But it's warned that the outlook for next year is less clear
Irish business group IBEC has predicted that the Irish economy will weather the effects of the uncertainty created by the results of the Brexit referendum and that the country will deliver growth of 3.9% this year and 3.2% in 2017.
Although the Quarterly Economic Outlook adds that the outlook for 2017 is "much more uncertain." It states that export businesses face greater uncertainty following a series of currency swings after the Brexit vote.
IBEC is also calling for "more flexibility" concerning the EU's fiscal rules as it says that Ireland "urgently needs" investment in infrastructure.
Following a strong performance in the first half of this year, the group expects employment growth of 2.8% in 2016, and growth in consumer spending of 4.9%.
Brexit, Ibec Director of Policy Fergal O'Brien said: "The exporting industries most affected by the sterling fall are typically jobs intensive and deeply embedded in local economies.
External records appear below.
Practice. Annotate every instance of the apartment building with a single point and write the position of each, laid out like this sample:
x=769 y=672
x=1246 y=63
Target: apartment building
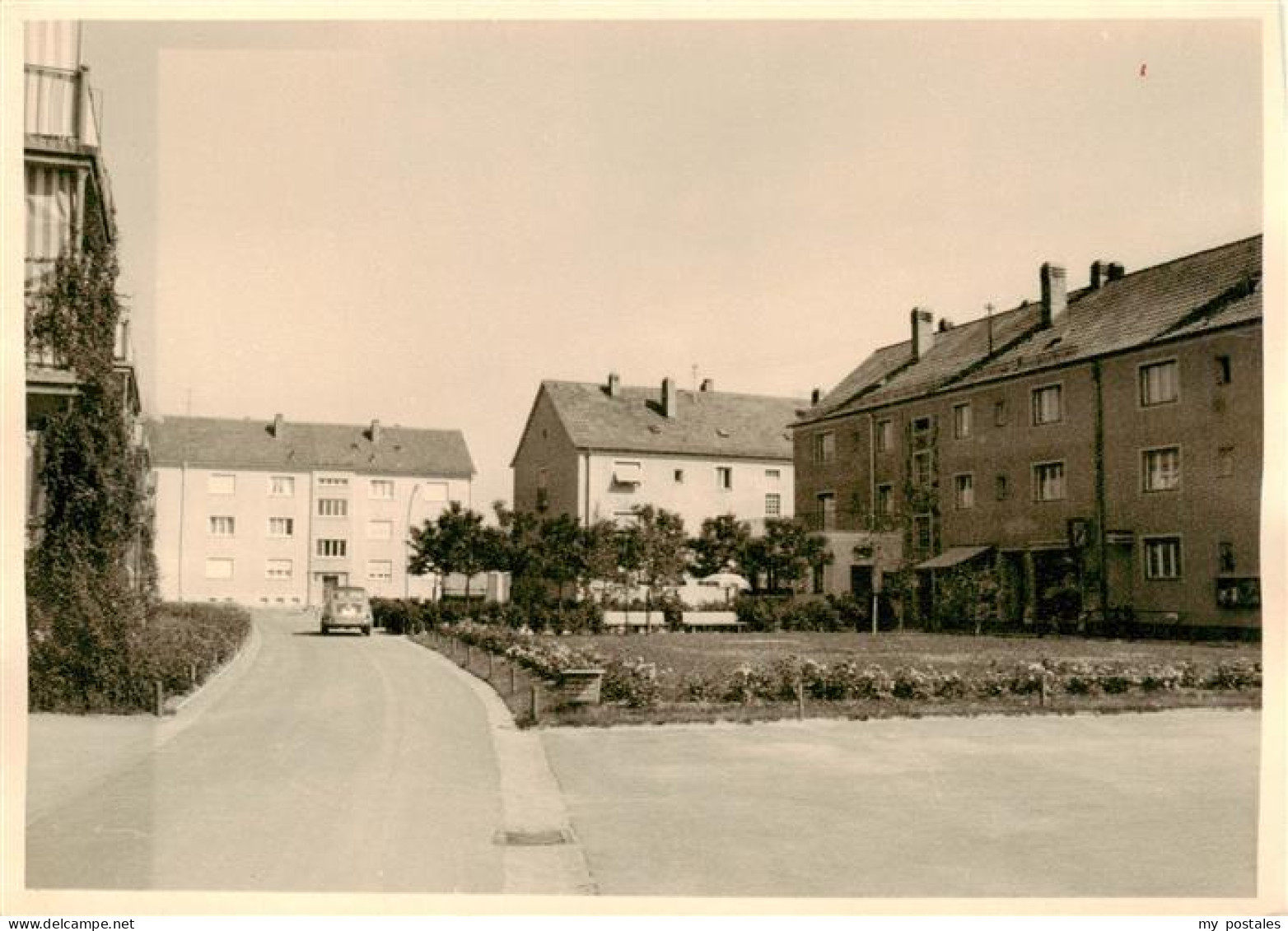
x=68 y=205
x=598 y=451
x=271 y=513
x=1094 y=451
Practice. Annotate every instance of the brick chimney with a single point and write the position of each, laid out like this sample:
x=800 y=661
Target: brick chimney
x=669 y=398
x=1055 y=298
x=922 y=331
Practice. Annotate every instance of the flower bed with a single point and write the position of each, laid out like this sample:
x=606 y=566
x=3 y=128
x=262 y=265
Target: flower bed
x=997 y=675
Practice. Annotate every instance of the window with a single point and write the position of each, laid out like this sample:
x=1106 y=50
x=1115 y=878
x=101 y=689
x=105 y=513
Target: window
x=333 y=508
x=824 y=447
x=922 y=429
x=1046 y=404
x=219 y=568
x=1225 y=461
x=1048 y=482
x=1160 y=469
x=885 y=500
x=827 y=511
x=278 y=568
x=885 y=435
x=1225 y=556
x=1162 y=556
x=1158 y=384
x=922 y=468
x=333 y=547
x=628 y=472
x=922 y=536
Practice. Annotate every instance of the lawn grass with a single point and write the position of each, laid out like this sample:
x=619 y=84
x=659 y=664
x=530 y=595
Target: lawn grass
x=680 y=654
x=680 y=657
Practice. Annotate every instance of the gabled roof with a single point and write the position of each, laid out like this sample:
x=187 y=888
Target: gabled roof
x=712 y=424
x=222 y=443
x=1181 y=298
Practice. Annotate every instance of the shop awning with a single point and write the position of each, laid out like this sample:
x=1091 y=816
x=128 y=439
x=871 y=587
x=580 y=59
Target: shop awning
x=954 y=556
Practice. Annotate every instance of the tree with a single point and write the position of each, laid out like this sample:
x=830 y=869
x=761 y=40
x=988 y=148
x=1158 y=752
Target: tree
x=785 y=554
x=455 y=542
x=82 y=604
x=562 y=556
x=721 y=547
x=600 y=554
x=656 y=545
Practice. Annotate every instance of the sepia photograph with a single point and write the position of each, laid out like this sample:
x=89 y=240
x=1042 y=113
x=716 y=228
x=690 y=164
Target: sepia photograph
x=625 y=460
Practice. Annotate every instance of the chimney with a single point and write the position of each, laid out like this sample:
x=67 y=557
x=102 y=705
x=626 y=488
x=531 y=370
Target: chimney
x=922 y=331
x=1055 y=299
x=669 y=406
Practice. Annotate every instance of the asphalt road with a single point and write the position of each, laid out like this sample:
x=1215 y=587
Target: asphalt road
x=338 y=764
x=1103 y=807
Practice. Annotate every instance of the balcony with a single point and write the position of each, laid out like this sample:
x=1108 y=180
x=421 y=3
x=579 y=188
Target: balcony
x=62 y=111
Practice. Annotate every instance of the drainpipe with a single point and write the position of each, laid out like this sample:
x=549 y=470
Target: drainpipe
x=1102 y=543
x=872 y=511
x=183 y=493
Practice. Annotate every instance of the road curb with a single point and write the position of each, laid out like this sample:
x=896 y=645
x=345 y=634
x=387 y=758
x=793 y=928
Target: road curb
x=532 y=805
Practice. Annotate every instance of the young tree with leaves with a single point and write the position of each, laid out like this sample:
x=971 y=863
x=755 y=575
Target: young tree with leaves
x=721 y=547
x=656 y=545
x=454 y=542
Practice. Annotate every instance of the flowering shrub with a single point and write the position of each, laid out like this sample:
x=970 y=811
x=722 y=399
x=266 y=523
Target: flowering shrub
x=632 y=682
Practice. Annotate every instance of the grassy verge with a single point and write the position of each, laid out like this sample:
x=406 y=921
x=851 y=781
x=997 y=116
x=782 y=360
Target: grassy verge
x=665 y=679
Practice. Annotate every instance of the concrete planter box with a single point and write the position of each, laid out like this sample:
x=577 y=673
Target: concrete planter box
x=576 y=687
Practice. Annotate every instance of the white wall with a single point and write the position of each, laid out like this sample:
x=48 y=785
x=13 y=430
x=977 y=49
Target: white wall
x=694 y=499
x=183 y=540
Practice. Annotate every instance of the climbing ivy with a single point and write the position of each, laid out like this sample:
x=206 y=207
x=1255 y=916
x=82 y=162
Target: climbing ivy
x=86 y=600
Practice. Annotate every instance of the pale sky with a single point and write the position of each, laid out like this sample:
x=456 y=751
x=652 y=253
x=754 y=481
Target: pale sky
x=420 y=221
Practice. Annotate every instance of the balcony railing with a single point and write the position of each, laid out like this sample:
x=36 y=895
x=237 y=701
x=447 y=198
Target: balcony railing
x=61 y=106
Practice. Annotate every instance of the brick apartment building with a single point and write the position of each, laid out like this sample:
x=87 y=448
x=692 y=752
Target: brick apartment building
x=1095 y=452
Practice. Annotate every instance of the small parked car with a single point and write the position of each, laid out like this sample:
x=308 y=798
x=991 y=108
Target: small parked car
x=347 y=607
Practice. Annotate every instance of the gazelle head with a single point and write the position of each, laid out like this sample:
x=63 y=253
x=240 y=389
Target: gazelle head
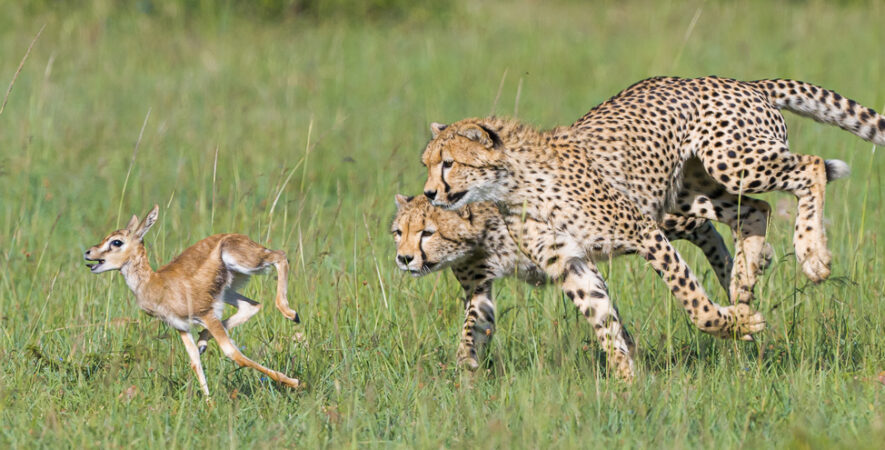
x=119 y=247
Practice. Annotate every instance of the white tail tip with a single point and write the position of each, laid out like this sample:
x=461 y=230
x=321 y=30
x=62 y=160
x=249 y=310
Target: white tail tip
x=837 y=169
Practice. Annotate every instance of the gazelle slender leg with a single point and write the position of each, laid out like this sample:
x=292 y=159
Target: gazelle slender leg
x=246 y=308
x=282 y=265
x=230 y=350
x=245 y=256
x=194 y=355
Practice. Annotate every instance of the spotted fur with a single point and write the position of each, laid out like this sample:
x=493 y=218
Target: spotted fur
x=693 y=147
x=475 y=243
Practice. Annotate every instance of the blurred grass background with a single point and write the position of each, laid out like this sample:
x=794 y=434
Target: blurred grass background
x=326 y=106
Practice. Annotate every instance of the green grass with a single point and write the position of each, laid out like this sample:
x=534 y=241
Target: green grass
x=344 y=110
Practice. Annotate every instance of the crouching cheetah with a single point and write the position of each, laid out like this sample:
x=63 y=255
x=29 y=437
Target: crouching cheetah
x=475 y=244
x=599 y=187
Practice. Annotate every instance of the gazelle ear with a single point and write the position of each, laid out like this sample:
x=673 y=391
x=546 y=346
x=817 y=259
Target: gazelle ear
x=402 y=200
x=481 y=135
x=149 y=220
x=436 y=128
x=133 y=224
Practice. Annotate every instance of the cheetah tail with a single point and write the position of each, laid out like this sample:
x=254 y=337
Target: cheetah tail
x=824 y=105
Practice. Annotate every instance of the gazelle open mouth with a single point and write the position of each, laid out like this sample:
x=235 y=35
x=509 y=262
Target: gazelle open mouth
x=93 y=267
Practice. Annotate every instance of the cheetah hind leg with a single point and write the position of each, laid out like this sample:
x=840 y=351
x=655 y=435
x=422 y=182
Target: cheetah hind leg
x=729 y=322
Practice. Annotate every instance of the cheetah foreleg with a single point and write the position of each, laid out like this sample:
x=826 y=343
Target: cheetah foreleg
x=479 y=325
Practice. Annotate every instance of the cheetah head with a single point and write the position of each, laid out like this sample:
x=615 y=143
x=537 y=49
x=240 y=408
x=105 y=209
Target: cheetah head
x=464 y=163
x=430 y=238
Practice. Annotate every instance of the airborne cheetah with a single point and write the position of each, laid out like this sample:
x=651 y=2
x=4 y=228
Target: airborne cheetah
x=664 y=145
x=475 y=243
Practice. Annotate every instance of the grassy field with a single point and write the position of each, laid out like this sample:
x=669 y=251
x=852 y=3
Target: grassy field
x=299 y=134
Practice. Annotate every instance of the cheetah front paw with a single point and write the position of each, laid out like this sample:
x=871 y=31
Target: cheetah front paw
x=467 y=358
x=765 y=258
x=816 y=264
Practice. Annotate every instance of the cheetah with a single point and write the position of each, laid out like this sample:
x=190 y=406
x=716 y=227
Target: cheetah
x=598 y=188
x=475 y=244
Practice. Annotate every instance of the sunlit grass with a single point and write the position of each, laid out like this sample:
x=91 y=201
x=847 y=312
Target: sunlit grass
x=300 y=134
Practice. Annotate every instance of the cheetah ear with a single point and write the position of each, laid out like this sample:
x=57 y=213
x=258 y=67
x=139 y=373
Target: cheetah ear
x=482 y=135
x=401 y=200
x=466 y=213
x=436 y=128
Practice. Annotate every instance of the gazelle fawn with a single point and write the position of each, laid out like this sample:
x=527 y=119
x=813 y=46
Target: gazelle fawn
x=195 y=286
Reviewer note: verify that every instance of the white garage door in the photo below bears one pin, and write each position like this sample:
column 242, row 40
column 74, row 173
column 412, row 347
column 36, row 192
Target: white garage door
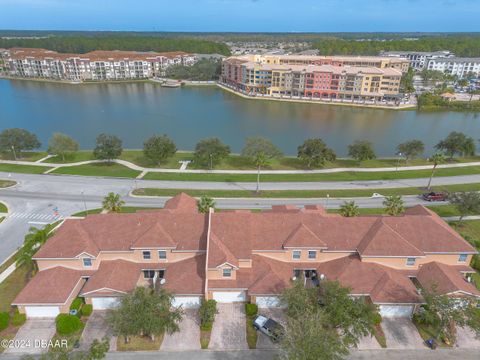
column 187, row 302
column 267, row 301
column 396, row 311
column 104, row 303
column 229, row 296
column 42, row 311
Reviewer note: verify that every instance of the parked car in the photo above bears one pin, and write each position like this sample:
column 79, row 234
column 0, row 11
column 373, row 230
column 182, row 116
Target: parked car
column 269, row 327
column 434, row 196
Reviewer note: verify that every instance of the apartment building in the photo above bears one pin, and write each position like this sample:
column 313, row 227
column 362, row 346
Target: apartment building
column 460, row 67
column 236, row 256
column 95, row 65
column 313, row 76
column 418, row 59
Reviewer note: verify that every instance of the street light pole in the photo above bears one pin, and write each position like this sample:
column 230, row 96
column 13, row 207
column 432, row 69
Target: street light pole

This adds to the risk that some parts of the country will be disproportionately hit.
"Already regional employment performance is mixed. 'The West' (Galway, Mayo, Roscommon) has experienced a considerable lag over the past four years compared to other parts of the country. Budget 2017 must include a series of tax reforms along with targeted investment to support balanced growth and job creation across the entire country."